How Discord Stores TRILLIONS of Messages
A Colossal Database Migration: Discord’s Journey from Cassandra to ScyllaDB
Introduction:
In this blog post, we will delve into the remarkable database migration journey undertaken by Discord engineers, involving the transfer of trillions of messages from Cassandra to ScyllaDB. If you’ve ever wondered about the challenges of migrating data at such an unimaginable scale, get ready for an exciting story of innovative engineering and clever solutions.
The Predicament with Cassandra:
As Discord’s platform continued to grow, they encountered serious performance issues with Cassandra, their chosen database. The maintenance of the main Cassandra cluster holding messages became increasingly cumbersome, leading to unpredictable latency and frequent on-call incidents that strained the team’s resources.
By 2022, the Cassandra cluster housed trillions of messages across 177 nodes, making it clear that a change was necessary. Discord’s very foundation depended on the efficiency of the message cluster. Therefore, finding a robust solution was critical.
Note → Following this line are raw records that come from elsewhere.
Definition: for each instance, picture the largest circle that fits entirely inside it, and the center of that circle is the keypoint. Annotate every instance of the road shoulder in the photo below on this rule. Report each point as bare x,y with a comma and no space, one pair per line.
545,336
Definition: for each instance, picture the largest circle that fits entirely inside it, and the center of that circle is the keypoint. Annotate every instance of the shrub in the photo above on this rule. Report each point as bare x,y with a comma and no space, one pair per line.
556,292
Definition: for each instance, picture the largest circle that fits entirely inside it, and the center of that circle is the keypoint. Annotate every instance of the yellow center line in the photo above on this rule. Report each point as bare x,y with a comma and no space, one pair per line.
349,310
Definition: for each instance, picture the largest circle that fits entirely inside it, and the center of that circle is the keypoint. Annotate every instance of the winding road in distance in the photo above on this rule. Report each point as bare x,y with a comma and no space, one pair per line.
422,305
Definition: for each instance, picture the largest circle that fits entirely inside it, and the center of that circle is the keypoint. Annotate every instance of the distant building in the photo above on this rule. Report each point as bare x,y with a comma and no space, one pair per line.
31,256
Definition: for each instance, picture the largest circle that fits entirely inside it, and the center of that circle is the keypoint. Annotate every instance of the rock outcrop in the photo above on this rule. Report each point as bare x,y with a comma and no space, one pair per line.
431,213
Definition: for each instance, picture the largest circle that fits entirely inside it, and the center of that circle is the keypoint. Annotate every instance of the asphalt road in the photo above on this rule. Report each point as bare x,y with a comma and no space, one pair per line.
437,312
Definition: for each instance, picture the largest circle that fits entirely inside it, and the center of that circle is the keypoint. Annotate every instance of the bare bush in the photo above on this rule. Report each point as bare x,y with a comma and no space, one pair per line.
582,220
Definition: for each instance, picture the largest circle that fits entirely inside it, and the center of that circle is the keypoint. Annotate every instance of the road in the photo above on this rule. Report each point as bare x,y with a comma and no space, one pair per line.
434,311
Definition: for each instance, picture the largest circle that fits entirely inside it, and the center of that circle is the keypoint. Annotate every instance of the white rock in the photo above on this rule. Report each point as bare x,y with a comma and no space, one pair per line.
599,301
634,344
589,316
The Solution: Embracing ScyllaDB:
The solution to Discord’s database dilemma was ScyllaDB, a powerful C++-based engine compatible with Cassandra. However, instead of jumping straight into tackling the colossal task, the engineers opted for a gradual approach. They began with smaller database migrations to test the waters and address any potential issues before diving into the massive migration of trillions of messages.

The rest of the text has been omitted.